Afrika paprika! – S.V.

After a tiring morning in the garden, Mr. Malnar decided to reward himself with dried hot peppers he grew himself.

He has ~n~ peppers, connected with ~n-1~ pieces of string, so that every two peppers are connected by some series of strings. Formally, they form a tree.

Mr. Malnar will partake in three lunches today. For that purpose, he will cut two strings to get three smaller components, one for each lunch.

The tree from the third example along with the optimal cuts.

It's bad to make any lunch too spicy, so he will choose the cuts in a way that minimizes the difference between the size of the largest and the smallest component. You need to determine the sought minimum difference.

Input

The first line contains an integer ~n~, the number of peppers.

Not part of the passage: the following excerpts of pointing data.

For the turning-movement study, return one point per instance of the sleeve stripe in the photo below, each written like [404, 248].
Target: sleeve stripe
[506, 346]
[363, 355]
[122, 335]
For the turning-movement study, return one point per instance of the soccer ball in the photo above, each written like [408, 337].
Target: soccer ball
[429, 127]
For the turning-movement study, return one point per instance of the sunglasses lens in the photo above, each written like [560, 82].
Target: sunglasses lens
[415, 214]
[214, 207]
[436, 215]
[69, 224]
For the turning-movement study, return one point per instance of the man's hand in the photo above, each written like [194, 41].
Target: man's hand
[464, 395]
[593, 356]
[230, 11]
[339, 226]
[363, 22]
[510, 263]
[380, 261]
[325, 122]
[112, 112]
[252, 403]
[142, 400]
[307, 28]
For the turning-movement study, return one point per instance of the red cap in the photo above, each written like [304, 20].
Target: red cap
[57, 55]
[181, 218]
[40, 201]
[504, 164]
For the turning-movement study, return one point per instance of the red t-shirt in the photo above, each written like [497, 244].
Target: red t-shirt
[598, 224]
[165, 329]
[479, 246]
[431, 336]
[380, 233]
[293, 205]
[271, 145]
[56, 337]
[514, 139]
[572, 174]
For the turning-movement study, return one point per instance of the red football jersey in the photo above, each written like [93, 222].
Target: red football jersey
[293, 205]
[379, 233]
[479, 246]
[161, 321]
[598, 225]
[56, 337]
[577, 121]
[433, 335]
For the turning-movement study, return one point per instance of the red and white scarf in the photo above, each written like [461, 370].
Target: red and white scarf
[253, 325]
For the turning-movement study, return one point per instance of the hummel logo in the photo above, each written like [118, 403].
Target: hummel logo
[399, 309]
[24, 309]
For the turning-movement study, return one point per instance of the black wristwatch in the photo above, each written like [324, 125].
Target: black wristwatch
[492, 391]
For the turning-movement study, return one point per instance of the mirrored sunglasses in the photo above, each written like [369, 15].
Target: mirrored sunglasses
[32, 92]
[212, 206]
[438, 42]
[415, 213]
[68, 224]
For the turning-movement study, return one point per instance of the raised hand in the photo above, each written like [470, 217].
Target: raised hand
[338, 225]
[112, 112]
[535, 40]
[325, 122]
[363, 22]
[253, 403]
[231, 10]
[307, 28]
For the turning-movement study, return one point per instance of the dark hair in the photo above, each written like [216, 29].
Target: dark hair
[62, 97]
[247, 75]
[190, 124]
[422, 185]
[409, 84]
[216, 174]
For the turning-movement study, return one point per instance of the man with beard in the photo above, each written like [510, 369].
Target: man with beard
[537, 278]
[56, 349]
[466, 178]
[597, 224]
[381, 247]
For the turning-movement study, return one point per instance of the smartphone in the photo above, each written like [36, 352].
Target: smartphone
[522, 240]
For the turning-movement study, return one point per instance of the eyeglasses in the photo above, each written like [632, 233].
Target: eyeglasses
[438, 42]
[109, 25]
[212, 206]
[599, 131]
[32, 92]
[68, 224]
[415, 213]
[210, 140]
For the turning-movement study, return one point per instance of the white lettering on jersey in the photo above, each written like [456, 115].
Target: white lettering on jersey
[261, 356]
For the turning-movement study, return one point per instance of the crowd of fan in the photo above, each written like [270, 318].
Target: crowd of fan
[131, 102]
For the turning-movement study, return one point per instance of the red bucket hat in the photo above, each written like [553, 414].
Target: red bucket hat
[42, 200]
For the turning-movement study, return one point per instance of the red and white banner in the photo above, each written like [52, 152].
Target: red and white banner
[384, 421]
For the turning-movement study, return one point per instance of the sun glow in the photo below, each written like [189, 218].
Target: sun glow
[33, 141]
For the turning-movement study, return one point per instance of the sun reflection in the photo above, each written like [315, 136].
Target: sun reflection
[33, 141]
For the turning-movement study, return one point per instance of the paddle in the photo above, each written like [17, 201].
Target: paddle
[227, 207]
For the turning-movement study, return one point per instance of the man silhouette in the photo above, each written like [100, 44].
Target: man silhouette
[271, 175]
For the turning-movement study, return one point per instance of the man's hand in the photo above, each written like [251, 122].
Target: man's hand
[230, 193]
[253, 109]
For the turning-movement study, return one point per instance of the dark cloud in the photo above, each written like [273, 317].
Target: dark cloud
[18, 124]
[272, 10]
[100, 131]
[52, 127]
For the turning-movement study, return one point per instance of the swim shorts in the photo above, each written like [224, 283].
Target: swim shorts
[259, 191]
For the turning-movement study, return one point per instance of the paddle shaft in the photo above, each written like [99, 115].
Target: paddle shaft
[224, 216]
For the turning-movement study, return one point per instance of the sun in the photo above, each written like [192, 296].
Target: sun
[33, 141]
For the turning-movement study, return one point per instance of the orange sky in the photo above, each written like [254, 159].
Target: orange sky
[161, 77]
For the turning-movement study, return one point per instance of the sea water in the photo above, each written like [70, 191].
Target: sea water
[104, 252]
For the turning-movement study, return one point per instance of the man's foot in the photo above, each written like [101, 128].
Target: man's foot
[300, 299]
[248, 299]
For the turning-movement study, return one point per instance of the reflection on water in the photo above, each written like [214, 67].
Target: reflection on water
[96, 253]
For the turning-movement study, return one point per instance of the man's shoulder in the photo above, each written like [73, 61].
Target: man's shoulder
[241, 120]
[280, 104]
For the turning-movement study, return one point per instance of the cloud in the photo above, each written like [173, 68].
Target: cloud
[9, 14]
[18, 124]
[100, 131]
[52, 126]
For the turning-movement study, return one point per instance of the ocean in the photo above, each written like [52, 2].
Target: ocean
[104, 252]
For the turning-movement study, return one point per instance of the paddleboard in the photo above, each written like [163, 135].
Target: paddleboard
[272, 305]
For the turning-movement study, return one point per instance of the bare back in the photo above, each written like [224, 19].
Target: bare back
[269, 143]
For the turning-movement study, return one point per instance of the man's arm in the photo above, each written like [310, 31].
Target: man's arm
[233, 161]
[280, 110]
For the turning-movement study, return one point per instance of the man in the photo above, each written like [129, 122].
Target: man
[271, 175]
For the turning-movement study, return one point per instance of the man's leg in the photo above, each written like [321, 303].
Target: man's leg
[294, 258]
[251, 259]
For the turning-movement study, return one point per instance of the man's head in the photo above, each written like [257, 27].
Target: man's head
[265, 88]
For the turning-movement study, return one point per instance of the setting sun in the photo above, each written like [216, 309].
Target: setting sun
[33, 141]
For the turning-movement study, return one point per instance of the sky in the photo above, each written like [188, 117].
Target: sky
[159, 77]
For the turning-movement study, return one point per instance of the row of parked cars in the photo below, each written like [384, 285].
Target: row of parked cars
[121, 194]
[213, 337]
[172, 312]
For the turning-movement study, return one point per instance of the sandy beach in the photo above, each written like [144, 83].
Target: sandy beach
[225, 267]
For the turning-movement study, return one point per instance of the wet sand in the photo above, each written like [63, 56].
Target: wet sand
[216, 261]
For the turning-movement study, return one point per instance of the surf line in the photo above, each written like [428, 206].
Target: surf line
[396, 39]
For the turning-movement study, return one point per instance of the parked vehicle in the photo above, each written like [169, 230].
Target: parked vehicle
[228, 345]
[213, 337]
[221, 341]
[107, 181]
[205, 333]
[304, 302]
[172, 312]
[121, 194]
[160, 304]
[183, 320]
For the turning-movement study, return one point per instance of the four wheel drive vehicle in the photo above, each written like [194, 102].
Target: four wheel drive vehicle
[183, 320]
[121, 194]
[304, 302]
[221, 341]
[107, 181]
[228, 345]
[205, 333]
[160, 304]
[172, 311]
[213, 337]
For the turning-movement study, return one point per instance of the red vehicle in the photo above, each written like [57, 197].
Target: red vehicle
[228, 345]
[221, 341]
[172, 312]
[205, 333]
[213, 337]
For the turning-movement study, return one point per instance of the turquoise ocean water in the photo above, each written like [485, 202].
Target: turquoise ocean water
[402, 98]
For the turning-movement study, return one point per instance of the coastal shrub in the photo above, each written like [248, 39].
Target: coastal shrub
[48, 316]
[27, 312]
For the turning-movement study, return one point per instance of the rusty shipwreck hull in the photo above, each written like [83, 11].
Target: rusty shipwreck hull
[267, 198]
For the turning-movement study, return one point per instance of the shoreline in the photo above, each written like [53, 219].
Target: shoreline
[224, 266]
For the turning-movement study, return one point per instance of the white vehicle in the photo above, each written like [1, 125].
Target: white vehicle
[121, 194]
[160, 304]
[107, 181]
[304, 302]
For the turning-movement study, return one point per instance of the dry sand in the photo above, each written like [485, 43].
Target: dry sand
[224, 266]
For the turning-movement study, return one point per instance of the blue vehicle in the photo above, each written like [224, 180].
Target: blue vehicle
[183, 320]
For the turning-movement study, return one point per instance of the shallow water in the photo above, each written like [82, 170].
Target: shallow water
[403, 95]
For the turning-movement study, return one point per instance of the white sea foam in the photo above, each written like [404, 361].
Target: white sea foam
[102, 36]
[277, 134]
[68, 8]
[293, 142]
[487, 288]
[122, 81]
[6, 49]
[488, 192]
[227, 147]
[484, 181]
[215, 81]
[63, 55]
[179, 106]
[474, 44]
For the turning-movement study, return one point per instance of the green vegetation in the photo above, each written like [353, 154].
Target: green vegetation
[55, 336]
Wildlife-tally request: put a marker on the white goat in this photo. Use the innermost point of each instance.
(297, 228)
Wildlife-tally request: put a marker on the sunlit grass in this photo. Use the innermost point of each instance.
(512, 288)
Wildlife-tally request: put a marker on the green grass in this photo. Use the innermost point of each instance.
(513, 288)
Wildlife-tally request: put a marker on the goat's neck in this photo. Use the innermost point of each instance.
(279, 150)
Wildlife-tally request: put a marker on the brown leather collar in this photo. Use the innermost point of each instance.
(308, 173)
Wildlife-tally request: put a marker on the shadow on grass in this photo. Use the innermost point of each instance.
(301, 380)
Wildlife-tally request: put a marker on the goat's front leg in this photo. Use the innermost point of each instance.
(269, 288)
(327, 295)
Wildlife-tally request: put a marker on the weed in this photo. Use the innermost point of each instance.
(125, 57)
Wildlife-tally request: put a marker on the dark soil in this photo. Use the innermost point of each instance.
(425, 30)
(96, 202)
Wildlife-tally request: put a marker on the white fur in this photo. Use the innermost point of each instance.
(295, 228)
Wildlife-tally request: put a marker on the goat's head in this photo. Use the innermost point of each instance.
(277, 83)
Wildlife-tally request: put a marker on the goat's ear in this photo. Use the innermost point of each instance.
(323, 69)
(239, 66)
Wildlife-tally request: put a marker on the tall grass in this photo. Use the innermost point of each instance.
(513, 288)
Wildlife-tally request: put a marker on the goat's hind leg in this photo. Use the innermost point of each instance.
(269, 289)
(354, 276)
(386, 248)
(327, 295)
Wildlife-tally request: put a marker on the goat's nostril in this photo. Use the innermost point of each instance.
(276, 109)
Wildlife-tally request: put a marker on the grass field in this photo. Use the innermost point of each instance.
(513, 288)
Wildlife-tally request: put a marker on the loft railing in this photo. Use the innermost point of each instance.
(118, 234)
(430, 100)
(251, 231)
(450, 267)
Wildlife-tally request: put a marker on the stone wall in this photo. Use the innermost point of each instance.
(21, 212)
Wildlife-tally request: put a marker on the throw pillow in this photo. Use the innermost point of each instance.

The peppers are labeled by integers from ~1~ to ~n~.

Each of the following ~n-1~ lines contains two integers ~x~ and ~y~ ~(1 \le x, y \le n)~ – labels of peppers that are directly connected by a piece of string.

Output

Print the minimum possible difference of component sizes.

Scoring

Subtask	Score	Constraints
~1~	~15~	~3 \le n \le 200~
~2~	~35~	~3 \le n \le 2\,000~
~3~	~60~	~3 \le n \le 200\,000~

Sample Input 1

4
1 2
2 3
3 4

Sample Output 1

1

Explanation for Sample Output 1

In the first example, each of the possible three ways of cutting the strings yields one component with two peppers and two components with one pepper each. Therefore the answer is ~2-1 = 1~.

Sample Input 2

6
1 2
1 3
3 4
3 5
5 6

Sample Output 2

0

Explanation for Sample Output 2

In the second example, it's possible to get three components of the same size by cutting the string that connects peppers ~1~ and ~3~, and also ~3~ and ~5~, so the answer is ~0~.

Sample Input 3

9
1 3
2 3
3 4
3 5
5 6
5 7
7 8
7 9

Sample Output 3

2

Explanation for Sample Output 3

Optimal cuts for the third example are shown on the figure in the statement. The sizes of the components are ~4~, ~2~ and ~3~, and the answer is ~4-2 = 2~.